Despite global geopolitical tensions, accelerated economic growth is expected this year and next year in the European emerging region, according to the fresh regional forecast presented by the European Bank for Reconstruction and Development (EBRD) on Wednesday in London.
In Hungary, the bank expects economic growth to be in line with the average of Central European and Baltic EU economies this year, and faster than the group average next year. The London-based institution, established in 1991 to support the transformation of Central and Eastern European economies and the former Soviet region, anticipates average economic growth of 2.2 per cent in the nine Central European and Baltic EU economies: Hungary, Czech Republic, Slovakia, Poland, Slovenia, Croatia, Latvia, Lithuania, and Estonia by 2024, and 3.1 per cent by 2025.
According to EBRD’s expectations, Hungary’s Gross Domestic Product (GDP) is projected to expand by 2.2 per cent this year and by 3.5 per cent next year.
Among the economies of Southeast Europe within the EU, Romania is forecasted to see GDP growth of 3.2 per cent this year and 3.4 per cent next year, while Bulgaria is expected to experience GDP growth of 2.6 per cent and 3 per cent, respectively, according to the London-based institution’s forecast. In Ukraine, the EBRD’s Wednesday forecast indicates economic growth of 3 per cent in 2024 and 6 per cent in 2025. The bank highlights that Ukraine’s GDP plummeted by 29.1 per cent in 2022, the first year of the war initiated by Russia, but grew by 5.3 per cent last year.

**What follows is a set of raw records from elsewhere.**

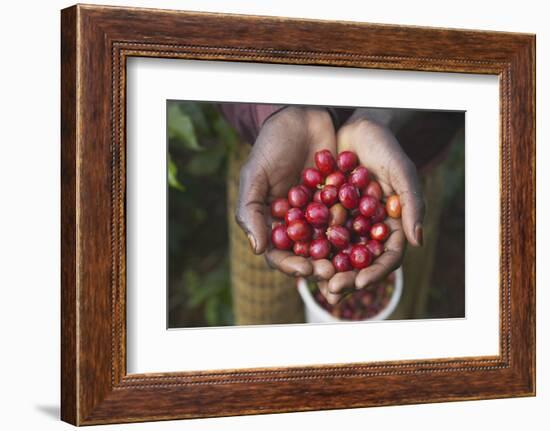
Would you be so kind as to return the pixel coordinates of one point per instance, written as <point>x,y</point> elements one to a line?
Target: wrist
<point>379,116</point>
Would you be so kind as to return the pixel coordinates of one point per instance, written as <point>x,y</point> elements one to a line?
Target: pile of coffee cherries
<point>336,213</point>
<point>361,304</point>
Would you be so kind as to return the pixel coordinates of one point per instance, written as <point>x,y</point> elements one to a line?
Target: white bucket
<point>317,314</point>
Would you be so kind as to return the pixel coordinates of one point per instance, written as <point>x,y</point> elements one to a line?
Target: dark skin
<point>285,146</point>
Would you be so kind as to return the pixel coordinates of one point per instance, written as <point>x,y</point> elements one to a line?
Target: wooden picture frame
<point>95,43</point>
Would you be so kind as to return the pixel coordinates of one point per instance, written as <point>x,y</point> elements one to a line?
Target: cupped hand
<point>285,146</point>
<point>378,150</point>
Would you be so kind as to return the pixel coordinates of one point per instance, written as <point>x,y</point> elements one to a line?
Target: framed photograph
<point>264,215</point>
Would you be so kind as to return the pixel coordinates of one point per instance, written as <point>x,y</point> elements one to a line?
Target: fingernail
<point>252,242</point>
<point>419,234</point>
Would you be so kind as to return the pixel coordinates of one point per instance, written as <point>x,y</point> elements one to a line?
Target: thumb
<point>251,206</point>
<point>407,186</point>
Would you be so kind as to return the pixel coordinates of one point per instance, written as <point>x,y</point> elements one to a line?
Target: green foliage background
<point>199,143</point>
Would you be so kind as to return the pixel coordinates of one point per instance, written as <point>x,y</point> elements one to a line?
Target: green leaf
<point>181,128</point>
<point>173,175</point>
<point>206,163</point>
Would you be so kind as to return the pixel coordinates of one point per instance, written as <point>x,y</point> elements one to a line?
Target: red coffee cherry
<point>393,206</point>
<point>342,262</point>
<point>339,236</point>
<point>298,196</point>
<point>329,195</point>
<point>294,214</point>
<point>375,247</point>
<point>338,215</point>
<point>360,257</point>
<point>280,239</point>
<point>380,215</point>
<point>301,248</point>
<point>317,196</point>
<point>317,214</point>
<point>368,206</point>
<point>319,232</point>
<point>279,207</point>
<point>336,179</point>
<point>319,248</point>
<point>349,196</point>
<point>324,160</point>
<point>379,232</point>
<point>346,161</point>
<point>312,178</point>
<point>299,230</point>
<point>359,177</point>
<point>373,189</point>
<point>361,225</point>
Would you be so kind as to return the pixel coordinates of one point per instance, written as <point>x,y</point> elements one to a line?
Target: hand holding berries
<point>343,220</point>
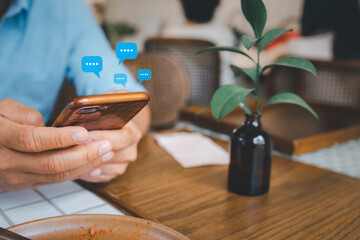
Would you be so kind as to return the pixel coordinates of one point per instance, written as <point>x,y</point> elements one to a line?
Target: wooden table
<point>304,202</point>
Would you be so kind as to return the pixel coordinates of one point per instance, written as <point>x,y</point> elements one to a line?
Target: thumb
<point>20,113</point>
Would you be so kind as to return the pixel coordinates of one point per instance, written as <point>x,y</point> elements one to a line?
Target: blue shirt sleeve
<point>86,38</point>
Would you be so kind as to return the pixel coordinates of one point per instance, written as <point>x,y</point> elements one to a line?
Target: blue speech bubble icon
<point>120,78</point>
<point>92,64</point>
<point>126,51</point>
<point>144,74</point>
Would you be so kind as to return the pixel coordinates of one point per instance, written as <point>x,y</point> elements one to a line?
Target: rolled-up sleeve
<point>86,38</point>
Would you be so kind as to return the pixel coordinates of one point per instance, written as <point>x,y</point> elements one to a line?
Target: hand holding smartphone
<point>102,112</point>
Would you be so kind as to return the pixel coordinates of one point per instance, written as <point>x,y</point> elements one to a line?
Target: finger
<point>126,155</point>
<point>105,172</point>
<point>120,139</point>
<point>98,179</point>
<point>20,113</point>
<point>54,162</point>
<point>38,139</point>
<point>70,174</point>
<point>113,169</point>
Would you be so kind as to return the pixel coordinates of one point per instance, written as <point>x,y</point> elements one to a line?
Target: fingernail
<point>108,156</point>
<point>81,137</point>
<point>105,147</point>
<point>96,172</point>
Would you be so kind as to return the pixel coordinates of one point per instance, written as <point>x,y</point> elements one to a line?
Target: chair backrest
<point>336,83</point>
<point>168,88</point>
<point>204,69</point>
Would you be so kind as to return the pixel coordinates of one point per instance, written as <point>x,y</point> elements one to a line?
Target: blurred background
<point>169,33</point>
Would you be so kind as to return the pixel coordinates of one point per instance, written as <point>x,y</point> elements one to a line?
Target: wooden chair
<point>168,88</point>
<point>337,83</point>
<point>204,69</point>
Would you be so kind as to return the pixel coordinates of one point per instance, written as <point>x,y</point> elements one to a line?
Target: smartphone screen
<point>102,112</point>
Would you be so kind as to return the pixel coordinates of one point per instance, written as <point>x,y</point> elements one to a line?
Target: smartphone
<point>102,112</point>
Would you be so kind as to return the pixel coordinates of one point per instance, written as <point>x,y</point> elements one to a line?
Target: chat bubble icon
<point>92,64</point>
<point>126,51</point>
<point>144,74</point>
<point>120,78</point>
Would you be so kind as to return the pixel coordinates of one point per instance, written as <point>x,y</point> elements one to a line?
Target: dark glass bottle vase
<point>250,160</point>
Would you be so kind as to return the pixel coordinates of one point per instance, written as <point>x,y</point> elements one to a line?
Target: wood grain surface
<point>293,129</point>
<point>304,202</point>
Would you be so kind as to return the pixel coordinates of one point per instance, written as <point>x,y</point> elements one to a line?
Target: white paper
<point>192,149</point>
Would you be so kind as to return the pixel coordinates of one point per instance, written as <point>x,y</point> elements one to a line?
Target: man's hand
<point>32,154</point>
<point>124,143</point>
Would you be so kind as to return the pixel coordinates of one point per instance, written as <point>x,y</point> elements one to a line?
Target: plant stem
<point>257,85</point>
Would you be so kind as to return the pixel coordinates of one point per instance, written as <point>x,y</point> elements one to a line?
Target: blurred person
<point>199,24</point>
<point>42,43</point>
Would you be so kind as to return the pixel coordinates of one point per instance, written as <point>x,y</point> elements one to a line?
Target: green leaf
<point>224,48</point>
<point>227,98</point>
<point>248,41</point>
<point>270,36</point>
<point>290,98</point>
<point>295,62</point>
<point>250,72</point>
<point>255,14</point>
<point>245,107</point>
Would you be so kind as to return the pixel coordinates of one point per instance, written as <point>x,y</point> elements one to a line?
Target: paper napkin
<point>192,149</point>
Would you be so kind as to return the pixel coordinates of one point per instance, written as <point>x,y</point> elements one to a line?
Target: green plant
<point>228,97</point>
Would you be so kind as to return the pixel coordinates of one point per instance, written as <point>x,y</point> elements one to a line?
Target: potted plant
<point>250,149</point>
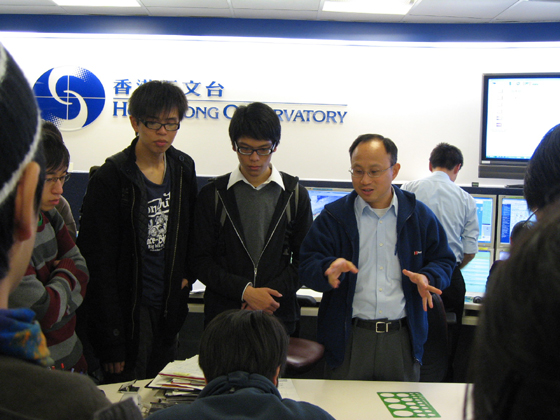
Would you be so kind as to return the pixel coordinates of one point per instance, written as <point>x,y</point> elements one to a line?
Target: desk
<point>353,400</point>
<point>196,300</point>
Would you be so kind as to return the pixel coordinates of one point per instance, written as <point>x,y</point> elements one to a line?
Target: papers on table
<point>184,375</point>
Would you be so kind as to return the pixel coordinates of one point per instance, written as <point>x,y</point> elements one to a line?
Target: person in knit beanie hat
<point>29,389</point>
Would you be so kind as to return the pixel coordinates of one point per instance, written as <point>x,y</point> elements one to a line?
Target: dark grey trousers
<point>372,356</point>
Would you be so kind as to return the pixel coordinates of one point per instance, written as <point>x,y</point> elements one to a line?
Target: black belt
<point>380,325</point>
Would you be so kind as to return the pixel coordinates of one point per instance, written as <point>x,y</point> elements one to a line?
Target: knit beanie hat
<point>19,124</point>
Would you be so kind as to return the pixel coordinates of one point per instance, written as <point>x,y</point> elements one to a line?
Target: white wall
<point>416,94</point>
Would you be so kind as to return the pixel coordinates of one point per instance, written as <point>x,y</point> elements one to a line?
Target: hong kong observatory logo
<point>71,97</point>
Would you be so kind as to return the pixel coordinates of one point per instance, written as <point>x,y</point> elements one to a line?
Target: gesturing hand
<point>260,298</point>
<point>339,266</point>
<point>424,288</point>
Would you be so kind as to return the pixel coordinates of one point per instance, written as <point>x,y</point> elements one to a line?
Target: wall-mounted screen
<point>511,210</point>
<point>476,272</point>
<point>517,111</point>
<point>322,196</point>
<point>486,212</point>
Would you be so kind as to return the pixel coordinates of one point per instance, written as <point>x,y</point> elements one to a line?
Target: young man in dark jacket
<point>250,224</point>
<point>373,321</point>
<point>135,224</point>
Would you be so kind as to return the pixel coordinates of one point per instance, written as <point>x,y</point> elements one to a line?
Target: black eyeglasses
<point>248,151</point>
<point>154,125</point>
<point>53,179</point>
<point>359,173</point>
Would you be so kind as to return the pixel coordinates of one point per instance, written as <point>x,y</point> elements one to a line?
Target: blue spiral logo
<point>71,97</point>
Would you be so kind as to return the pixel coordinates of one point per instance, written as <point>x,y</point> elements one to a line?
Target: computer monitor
<point>476,272</point>
<point>511,210</point>
<point>509,102</point>
<point>486,212</point>
<point>322,196</point>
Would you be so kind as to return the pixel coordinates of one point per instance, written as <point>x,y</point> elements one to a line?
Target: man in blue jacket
<point>377,255</point>
<point>242,354</point>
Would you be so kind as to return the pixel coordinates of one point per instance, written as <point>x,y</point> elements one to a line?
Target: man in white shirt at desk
<point>456,211</point>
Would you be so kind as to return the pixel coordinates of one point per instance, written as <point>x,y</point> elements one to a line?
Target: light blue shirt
<point>379,293</point>
<point>453,206</point>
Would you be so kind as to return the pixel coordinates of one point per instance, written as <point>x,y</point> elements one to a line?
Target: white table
<point>353,400</point>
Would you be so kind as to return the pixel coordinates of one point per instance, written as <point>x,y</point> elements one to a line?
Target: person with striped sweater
<point>55,282</point>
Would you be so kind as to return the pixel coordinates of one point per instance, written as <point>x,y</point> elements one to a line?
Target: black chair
<point>436,349</point>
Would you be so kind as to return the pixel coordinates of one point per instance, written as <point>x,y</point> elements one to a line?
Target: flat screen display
<point>512,209</point>
<point>517,111</point>
<point>486,212</point>
<point>476,272</point>
<point>322,196</point>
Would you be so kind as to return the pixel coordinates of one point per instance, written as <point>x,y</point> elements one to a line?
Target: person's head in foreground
<point>241,355</point>
<point>247,341</point>
<point>516,359</point>
<point>541,186</point>
<point>57,160</point>
<point>21,174</point>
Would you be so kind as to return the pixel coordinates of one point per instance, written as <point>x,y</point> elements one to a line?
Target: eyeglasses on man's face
<point>54,179</point>
<point>248,151</point>
<point>359,173</point>
<point>155,125</point>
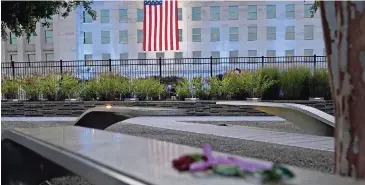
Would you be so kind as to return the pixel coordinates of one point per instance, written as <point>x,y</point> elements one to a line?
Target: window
<point>180,35</point>
<point>270,11</point>
<point>233,56</point>
<point>140,16</point>
<point>233,34</point>
<point>252,33</point>
<point>216,55</point>
<point>123,15</point>
<point>308,32</point>
<point>31,57</point>
<point>196,34</point>
<point>271,33</point>
<point>139,36</point>
<point>13,57</point>
<point>88,57</point>
<point>88,38</point>
<point>142,56</point>
<point>307,11</point>
<point>104,16</point>
<point>160,55</point>
<point>13,39</point>
<point>123,36</point>
<point>178,57</point>
<point>290,11</point>
<point>179,14</point>
<point>214,13</point>
<point>196,13</point>
<point>233,12</point>
<point>253,54</point>
<point>271,53</point>
<point>290,33</point>
<point>105,37</point>
<point>214,34</point>
<point>49,57</point>
<point>105,56</point>
<point>289,55</point>
<point>124,57</point>
<point>196,56</point>
<point>308,52</point>
<point>87,18</point>
<point>49,37</point>
<point>252,12</point>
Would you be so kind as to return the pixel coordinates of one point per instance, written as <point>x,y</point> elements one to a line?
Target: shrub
<point>111,86</point>
<point>320,85</point>
<point>69,86</point>
<point>49,87</point>
<point>273,92</point>
<point>32,87</point>
<point>88,90</point>
<point>295,83</point>
<point>183,89</point>
<point>256,83</point>
<point>233,86</point>
<point>10,87</point>
<point>215,89</point>
<point>148,88</point>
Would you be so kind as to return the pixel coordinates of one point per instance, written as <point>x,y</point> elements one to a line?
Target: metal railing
<point>139,68</point>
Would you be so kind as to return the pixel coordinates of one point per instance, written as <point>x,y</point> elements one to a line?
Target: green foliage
<point>69,86</point>
<point>148,88</point>
<point>256,83</point>
<point>49,86</point>
<point>273,92</point>
<point>216,88</point>
<point>111,86</point>
<point>295,83</point>
<point>233,86</point>
<point>10,87</point>
<point>21,17</point>
<point>88,90</point>
<point>32,87</point>
<point>183,89</point>
<point>320,85</point>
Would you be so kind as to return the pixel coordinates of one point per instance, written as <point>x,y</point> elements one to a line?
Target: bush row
<point>268,83</point>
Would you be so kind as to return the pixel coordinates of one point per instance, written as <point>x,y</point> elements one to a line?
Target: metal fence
<point>139,68</point>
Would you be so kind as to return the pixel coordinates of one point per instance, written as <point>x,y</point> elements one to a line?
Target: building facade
<point>218,29</point>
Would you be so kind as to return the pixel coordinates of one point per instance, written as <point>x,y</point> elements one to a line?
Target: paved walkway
<point>181,123</point>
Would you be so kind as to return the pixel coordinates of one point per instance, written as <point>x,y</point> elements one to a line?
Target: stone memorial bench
<point>31,156</point>
<point>309,119</point>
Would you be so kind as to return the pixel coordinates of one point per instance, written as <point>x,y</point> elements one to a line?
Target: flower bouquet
<point>231,166</point>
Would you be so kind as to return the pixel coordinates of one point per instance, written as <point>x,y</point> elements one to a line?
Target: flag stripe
<point>161,25</point>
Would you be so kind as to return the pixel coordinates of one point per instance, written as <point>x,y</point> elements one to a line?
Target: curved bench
<point>309,119</point>
<point>103,117</point>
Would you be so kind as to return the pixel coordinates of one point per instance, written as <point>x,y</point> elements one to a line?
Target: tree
<point>344,34</point>
<point>21,17</point>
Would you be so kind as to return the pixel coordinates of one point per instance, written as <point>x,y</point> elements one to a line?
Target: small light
<point>108,106</point>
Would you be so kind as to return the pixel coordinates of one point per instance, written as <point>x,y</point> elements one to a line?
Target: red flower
<point>183,162</point>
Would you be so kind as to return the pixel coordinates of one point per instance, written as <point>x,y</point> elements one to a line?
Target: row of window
<point>214,34</point>
<point>48,38</point>
<point>198,54</point>
<point>31,57</point>
<point>215,13</point>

Overall, the EBRD predicts average economic growth of 3 per cent this year and 3.6 per cent by 2025 for its operational area, following 2.6 per cent last year.
Compared to the growth rate mentioned in the previous regional forecast issued in September last year, the new EBRD prognosis released on Wednesday includes, on average, 0.2 percentage points slower growth for the entire operational country group by 2024, primarily because the weak growth of the German economy led to slightly weaker performance than expected at the beginning of the year in the Central European and Baltic EU region.
However, the EBRD also notes that the eight Central European and Baltic EU economies included in its operational area have been EU members for exactly twenty years, and these two decades have provided significant catch-up momentum for these economies.
The bank emphasizes that in 2003, the value of the per capita Gross Domestic Product (GDP) of this group of countries, calculated at market prices, averaged 26 per cent of the German GDP value, but by last year, this ratio had already reached 50 per cent.
According to EBRD’s calculations, of the 24 percentage points of average GDP convergence that took place over the two decades, 14 percentage points are attributable to the EU membership of the eight countries.
This ‘EU accession bonus’ is primarily the result of rapid growth in GDP-related exports, given that these economies have become deeply integrated into European and global supply networks
over the twenty years of EU membership, the EBRD highlighted in its analysis.
According to the bank’s calculations, the average export ratio of the eight economies in terms of GDP has increased from 49 per cent measured in 2003 to 76 per cent by 2023.
The Wednesday EBRD analysis highlights that the world market prices of natural gas, crude oil, and wheat have decreased more rapidly than expected a year ago, thus the average annual inflation calculated for the operational area has decreased from the peak of 17.5 per cent reached in October 2022 to 6.3 per cent by March this year, but still exceeded the pre-pandemic level by 2 percentage points.